To give you a taste of why I find Thankful’s story so sweet, here are some tidbits from an article by Washington, VT compatriot Lena Roberts, cited in the book. “[Thankful] had a predilection for metaphysical and scientific works. She is in sympathy with Spinoza. […] She gave much attention to chemistry […]. She hatcheled and spun the flax and wove the canvas, on which she wrought in colors the combining proportions of the elements.”
Here I’m picturing a needlepoint or crewel work periodic table, and I want one.
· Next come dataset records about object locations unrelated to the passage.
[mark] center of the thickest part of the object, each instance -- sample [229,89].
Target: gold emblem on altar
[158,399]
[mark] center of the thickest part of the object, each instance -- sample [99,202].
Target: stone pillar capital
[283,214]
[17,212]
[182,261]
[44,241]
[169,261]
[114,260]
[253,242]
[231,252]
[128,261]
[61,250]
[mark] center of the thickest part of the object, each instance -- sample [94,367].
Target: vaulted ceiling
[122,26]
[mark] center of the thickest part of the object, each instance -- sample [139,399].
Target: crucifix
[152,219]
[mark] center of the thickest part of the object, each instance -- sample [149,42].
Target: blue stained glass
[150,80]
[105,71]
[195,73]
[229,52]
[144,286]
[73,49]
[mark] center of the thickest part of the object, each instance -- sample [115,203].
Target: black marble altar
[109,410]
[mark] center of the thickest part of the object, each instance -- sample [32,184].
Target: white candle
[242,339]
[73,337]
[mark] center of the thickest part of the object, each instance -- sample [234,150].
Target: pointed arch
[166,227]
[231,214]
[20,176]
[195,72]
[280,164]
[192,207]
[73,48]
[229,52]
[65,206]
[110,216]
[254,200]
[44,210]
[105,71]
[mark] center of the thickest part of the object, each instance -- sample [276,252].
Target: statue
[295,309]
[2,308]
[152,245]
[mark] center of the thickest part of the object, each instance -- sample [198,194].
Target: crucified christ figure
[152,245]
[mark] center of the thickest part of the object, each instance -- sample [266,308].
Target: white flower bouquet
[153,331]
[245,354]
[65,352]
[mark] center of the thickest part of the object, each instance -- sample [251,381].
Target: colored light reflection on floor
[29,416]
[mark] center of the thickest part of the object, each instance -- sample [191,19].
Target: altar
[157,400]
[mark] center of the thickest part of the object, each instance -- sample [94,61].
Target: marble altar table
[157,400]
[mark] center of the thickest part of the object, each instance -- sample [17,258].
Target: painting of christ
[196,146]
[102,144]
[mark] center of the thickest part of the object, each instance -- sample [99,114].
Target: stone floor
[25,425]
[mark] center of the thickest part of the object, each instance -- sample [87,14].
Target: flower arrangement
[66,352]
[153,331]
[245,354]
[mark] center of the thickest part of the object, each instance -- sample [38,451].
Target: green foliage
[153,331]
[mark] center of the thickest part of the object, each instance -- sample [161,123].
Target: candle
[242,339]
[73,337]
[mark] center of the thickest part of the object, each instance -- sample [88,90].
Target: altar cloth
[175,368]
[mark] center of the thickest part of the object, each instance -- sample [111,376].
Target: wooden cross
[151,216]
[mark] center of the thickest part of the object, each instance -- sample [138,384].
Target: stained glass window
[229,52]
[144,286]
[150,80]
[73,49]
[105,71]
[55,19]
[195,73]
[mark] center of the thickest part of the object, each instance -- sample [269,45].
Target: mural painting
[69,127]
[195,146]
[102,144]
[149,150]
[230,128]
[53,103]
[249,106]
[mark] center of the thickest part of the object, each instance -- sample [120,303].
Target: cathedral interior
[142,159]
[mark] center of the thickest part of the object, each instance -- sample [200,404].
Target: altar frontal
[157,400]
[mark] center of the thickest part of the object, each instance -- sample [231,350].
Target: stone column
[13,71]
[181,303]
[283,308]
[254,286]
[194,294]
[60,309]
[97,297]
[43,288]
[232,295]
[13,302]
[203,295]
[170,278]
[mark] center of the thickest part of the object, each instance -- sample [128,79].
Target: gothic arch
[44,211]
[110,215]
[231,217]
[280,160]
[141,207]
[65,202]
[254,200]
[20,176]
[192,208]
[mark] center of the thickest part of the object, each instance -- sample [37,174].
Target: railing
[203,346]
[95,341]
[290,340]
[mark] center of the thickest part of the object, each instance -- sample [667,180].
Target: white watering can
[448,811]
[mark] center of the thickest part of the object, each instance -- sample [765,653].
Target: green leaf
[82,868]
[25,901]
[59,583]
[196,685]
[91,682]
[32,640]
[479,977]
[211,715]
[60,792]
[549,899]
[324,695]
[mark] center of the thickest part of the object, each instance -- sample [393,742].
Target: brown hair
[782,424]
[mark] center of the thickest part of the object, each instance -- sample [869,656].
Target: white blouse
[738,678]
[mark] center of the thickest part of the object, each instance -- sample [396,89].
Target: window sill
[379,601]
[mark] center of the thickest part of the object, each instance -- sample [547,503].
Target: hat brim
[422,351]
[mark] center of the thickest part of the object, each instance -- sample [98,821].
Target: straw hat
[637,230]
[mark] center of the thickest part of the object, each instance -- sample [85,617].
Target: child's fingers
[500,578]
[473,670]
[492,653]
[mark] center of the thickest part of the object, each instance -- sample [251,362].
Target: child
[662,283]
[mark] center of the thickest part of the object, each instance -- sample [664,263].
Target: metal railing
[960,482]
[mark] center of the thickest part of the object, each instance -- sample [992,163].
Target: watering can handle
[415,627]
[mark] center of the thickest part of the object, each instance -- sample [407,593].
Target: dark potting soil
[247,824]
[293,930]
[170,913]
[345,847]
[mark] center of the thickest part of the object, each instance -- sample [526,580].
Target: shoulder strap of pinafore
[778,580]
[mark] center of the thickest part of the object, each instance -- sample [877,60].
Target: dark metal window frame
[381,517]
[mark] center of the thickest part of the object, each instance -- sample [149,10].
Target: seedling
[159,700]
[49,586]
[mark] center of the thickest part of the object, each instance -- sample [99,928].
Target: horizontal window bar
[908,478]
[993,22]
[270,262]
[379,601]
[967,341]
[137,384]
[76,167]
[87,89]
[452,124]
“The study of botany, zoology and biology, with the aid of a microscope, have been pursued with avidity.” This in addition to raising a family and all the daily labors of a household. She earned $12 (which must have been a lot of cash in those days) to buy a dictionary by spinning yarn for several weeks.
According to an article from the Boston Globe in 1892, “[…] [A]fter the spinning wheel had earned the books, it had all the family to provide for. So study and work went hand in hand. The old lady would sit at her wheel, busily spinning, with her Latin grammar and her Greek grammar, and her Worcester’s dictionary propped open before her, and through the long afternoons the crooning conjugations of amo would mingle with the drooning whirr of the spinning wheel.”
OK, I’m sure this account is romanticized, but I still love Thankful Barron Taylor. Her pieces in the collection include a point twill and two 5 harness spot Bronson designs. She lived to the ripe old age of 95; December 17th, 2011 will mark the 115th anniversary of her death. Thank you, Thankful!